Barclays became the latest issuer of cash instruments linked to Sofr, the Federal Reserve’s preferred alternative to Libor, when it sold an unusually large asset-backed commercial paper (ABCP) deal from its flagship Sheffield Receivables Corp ABCP shelf on August 24.
The bank, which acted as one of the lead banks on the US government-sponsored enterprise Fannie Mae’s $6 billion three-tranche Sofr-linked deal in July, was the second bank to sell a Sofr-linked deal – only days before, Credit Suisse sold a $100 million, six-month Yankee certificate of deposit.
Banks are beginning to issue Sofr-linked in part to be seen as supporting the Alternative Reference Rates Committee, set up by the Fed, which has endorsed the rate as its preferred Libor replacement, and of which the big hitters are a part.
Credit Suisse’s deal was aimed at both setting a precedent, as well as giving the bank an additional hedging tool for rate risk, according to a person familiar with the deal.
Barclays’ ABCP deal, at $525 million – and in late August at that – surprised even the team behind the trade.
“Our expectation from an issuer’s perspective was: it’s late August. Let’s go for a $50 million to $100 million-type of issuance, with low expectations,” says Joe Muscari, head of securitized products portfolio management at the bank.
However, then calls started coming in from investors who had never even bought off the Sheffield conduit before.
Chris Conetta, managing director of US rates trading at Barclays, pointed to the daily reset rate as part of the pull the deal had with money market funds (MMFs) and other front-end investors.
“The characteristics of the issuance – a floating rate asset that resets daily – is attractive in and of itself to front-end investors, especially in a rising rate environment,” he says.
“For MMFs, particularly, this is very beneficial from a regulatory perspective, as they have to manage the weighted average durations of portfolios.”
Given the massive amount of short-dated FRNs indexed versus Libor that get issued in the US market, even a small percentage shift into Sofr issuance would result in potentially billions of dollars of new instruments- Chris Conetta, Barclays
The potential market for short-dated Sofr-linked instruments is huge. The US SEC report data as of July 31 shows MMFs reporting to it have assets of more than $3 trillion.
“Given the massive amount of short-dated FRNs [floating rate notes] indexed versus Libor that get issued in the US market, even a small percentage shift into Sofr issuance would result in potentially billions of dollars of new instruments,” says Conetta.
The issuance of short-dated cash deals from the likes of banks is a good sign for Sofr.
However, MMFs and other short-end investors tend not to trade such instruments, and it is in the long end – where corporations and consumers borrow – where the AAR’s future will be made or broken.

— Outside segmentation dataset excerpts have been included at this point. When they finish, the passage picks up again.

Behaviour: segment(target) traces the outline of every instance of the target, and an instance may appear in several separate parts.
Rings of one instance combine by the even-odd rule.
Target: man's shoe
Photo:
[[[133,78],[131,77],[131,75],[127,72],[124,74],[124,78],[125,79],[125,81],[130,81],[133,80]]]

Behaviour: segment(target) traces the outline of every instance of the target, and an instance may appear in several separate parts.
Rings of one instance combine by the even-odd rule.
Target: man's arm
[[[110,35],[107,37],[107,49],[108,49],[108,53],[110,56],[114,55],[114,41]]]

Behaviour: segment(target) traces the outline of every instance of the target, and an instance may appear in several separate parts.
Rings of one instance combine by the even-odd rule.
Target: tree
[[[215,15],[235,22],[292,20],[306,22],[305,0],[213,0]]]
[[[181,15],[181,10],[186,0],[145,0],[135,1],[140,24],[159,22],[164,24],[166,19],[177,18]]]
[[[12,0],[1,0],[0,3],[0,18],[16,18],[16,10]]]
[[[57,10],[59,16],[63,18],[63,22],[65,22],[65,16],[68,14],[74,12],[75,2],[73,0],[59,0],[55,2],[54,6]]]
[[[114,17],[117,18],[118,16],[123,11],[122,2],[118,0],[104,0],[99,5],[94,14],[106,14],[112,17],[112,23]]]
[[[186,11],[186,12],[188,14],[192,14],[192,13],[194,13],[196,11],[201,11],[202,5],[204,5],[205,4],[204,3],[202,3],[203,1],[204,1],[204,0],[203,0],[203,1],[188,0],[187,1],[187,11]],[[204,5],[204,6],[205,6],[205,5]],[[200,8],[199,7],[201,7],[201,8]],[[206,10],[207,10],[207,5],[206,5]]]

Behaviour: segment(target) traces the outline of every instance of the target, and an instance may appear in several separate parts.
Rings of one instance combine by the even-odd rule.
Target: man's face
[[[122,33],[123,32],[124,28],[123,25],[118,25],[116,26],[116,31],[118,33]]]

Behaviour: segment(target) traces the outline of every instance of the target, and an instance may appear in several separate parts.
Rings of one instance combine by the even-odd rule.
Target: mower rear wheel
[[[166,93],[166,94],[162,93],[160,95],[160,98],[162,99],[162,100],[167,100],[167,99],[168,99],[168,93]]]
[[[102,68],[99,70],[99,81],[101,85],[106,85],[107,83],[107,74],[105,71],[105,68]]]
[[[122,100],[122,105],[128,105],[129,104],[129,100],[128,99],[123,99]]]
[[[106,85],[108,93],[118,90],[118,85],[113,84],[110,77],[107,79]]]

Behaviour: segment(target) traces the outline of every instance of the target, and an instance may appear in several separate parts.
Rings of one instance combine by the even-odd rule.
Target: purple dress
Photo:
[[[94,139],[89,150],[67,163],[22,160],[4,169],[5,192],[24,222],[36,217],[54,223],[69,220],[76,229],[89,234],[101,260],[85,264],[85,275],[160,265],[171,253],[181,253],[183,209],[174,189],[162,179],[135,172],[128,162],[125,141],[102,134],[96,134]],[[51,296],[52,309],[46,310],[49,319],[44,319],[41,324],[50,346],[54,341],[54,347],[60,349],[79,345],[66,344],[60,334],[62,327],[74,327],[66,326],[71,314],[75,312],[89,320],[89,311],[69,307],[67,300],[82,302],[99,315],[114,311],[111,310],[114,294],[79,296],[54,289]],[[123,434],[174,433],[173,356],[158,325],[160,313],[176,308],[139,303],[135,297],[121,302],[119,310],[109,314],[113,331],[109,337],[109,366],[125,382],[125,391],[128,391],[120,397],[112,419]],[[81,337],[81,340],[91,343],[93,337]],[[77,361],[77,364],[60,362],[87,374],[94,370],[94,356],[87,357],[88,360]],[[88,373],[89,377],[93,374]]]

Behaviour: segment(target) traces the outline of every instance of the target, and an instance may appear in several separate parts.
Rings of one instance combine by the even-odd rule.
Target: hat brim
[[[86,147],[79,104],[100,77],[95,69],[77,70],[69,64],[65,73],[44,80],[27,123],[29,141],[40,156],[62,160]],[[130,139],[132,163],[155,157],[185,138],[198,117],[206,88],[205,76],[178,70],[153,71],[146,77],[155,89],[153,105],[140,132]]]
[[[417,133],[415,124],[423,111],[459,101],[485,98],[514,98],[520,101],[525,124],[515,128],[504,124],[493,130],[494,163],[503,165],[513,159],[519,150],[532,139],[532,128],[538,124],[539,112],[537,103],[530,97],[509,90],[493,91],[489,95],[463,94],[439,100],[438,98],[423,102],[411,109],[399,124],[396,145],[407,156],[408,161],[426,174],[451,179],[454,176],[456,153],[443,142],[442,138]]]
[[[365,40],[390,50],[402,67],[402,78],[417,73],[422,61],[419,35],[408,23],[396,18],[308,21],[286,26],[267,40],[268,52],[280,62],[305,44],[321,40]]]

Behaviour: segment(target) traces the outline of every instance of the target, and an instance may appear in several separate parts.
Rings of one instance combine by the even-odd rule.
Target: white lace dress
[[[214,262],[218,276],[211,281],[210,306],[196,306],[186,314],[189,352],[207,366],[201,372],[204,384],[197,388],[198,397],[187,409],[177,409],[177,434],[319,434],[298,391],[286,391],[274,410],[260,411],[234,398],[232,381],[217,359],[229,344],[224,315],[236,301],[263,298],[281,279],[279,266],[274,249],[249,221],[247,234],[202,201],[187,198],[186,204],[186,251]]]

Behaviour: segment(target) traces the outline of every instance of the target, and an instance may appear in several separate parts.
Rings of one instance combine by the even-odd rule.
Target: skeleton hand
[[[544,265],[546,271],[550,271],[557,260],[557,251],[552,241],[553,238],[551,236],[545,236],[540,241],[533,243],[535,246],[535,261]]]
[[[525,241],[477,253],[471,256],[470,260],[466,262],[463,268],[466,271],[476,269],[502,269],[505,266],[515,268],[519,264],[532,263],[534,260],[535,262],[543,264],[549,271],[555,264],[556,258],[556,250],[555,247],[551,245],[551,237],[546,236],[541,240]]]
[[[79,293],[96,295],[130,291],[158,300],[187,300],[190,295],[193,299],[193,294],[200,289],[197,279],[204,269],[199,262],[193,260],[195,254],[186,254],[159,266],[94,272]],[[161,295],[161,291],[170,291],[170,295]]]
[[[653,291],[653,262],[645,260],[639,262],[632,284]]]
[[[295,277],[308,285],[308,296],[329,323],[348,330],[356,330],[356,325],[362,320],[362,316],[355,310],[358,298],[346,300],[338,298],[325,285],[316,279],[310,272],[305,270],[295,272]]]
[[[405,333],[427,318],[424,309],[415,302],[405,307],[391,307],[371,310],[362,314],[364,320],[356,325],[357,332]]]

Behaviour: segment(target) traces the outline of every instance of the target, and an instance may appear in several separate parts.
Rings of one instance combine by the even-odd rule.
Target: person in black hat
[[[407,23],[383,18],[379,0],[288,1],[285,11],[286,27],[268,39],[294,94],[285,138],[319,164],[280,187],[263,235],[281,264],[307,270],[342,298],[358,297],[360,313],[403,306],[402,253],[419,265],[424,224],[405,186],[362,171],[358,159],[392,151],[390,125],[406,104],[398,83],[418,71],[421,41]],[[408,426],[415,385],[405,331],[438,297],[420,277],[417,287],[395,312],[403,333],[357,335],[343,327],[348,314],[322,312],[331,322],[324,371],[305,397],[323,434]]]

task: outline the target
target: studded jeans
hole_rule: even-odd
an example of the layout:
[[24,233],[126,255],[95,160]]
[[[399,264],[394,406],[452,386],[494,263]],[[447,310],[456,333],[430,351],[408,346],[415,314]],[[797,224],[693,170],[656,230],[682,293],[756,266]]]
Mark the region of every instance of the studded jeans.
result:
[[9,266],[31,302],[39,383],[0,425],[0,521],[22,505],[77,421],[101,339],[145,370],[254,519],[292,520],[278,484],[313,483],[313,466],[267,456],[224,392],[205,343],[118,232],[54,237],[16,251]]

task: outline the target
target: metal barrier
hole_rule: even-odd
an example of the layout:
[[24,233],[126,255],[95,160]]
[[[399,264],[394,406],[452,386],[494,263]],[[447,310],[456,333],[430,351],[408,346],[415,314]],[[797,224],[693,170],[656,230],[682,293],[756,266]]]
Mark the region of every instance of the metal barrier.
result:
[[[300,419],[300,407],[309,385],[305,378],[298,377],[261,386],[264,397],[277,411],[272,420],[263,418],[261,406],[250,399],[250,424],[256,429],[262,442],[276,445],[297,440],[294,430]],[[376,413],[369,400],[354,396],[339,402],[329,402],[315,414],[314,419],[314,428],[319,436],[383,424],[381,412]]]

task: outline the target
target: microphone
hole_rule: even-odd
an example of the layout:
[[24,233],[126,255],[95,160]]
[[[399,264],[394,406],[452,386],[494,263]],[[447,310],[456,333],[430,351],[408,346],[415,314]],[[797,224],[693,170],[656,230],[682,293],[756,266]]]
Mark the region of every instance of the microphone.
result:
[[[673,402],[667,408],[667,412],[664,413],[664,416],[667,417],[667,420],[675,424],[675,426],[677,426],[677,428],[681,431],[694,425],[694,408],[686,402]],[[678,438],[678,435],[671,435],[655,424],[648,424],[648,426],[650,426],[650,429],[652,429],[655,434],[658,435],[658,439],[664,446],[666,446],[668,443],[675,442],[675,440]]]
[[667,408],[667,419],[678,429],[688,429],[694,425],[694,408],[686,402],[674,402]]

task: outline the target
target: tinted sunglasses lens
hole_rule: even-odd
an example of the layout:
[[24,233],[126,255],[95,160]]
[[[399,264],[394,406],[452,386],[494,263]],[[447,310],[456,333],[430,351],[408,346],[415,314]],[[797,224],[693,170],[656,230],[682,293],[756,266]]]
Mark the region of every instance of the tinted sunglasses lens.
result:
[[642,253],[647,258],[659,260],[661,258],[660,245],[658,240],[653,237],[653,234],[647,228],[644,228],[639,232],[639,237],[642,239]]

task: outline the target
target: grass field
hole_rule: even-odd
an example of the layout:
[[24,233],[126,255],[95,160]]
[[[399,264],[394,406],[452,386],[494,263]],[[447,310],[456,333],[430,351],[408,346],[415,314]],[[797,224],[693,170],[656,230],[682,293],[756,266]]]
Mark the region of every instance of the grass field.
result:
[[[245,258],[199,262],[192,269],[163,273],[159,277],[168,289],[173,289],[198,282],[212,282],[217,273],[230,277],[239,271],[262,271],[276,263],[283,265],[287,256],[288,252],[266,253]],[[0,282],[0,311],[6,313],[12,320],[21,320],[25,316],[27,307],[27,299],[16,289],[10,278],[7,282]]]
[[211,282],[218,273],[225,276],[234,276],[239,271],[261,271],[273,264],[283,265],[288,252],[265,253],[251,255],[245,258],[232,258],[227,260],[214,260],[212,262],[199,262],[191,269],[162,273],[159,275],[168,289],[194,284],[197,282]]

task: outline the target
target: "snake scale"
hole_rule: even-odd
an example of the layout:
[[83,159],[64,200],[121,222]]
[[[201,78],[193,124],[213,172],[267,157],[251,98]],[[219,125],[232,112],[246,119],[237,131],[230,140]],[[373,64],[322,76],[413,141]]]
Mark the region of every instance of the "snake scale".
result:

Conetta and others argue that the market by necessity needs to start with short-dated cash products, giving market participants incentive to prepare their systems for investments linked to a rate that references transactions that have already happened – unlike Libor, which estimates where banks would lend to one another today – and resets daily.
Once that happens, longer tenors could follow.
Earlier in August, the World Bank sold the first Sofr-linked bond to have a two-year maturity – the longest so far – but the institution swapped its Sofr exposure to Libor.
In the UK, only one deal has been sold linked to its preferred new rate, Sonia, but the futures market is teeming with new entrants.
Chicago Mercantile Exchange (CME) Group announced in August that it will, pending regulatory approval, launch two new Sonia-linked contracts. ICE and CurveGlobal have seen their Sonia futures markets growing, though they still aren’t considered robust enough to support the creation of Sonia term rates regulators and market participants are eagerly awaiting.
Like CurveGlobal’s three-month contract, CME’s quarterly futures contract will be aligned with International Monetary Market (IMM) dates.
Agha Mirza, CME Group’s global head of interest rate products, adds that that contract “will observe the recommendations of the [Bank of England’s (BoE)] working group on sterling risk-free reference rates and are based on extensive client feedback on design of future contracts for alternative reference rates”.
The second contract adds a new approach. That one will be aligned with the dates of the BoE’s monetary policy committee (MPC).
The BoE’s working group identified that 80% of the average daily volume of Sonia overnight indexed swap (OIS) trades with maturities of 12 months or less are in forward-starting OIS aligned with IMM and MPC dates, implying such maturities are heavily favoured for expressing and hedging short-term interest-rate expectations in sterling markets.
Mirza added that both of the contracts, where applicable, “will have automatic margin offsets against [CME Groups]’s existing short-term interest rate futures as well as eligibility, down the line, for portfolio margining against OTC interest rate swaps”.
There are less than three years before Libor could cease to exist, so though August’s burst of activity may represent relatively small steps on a long road, any progress is good progress.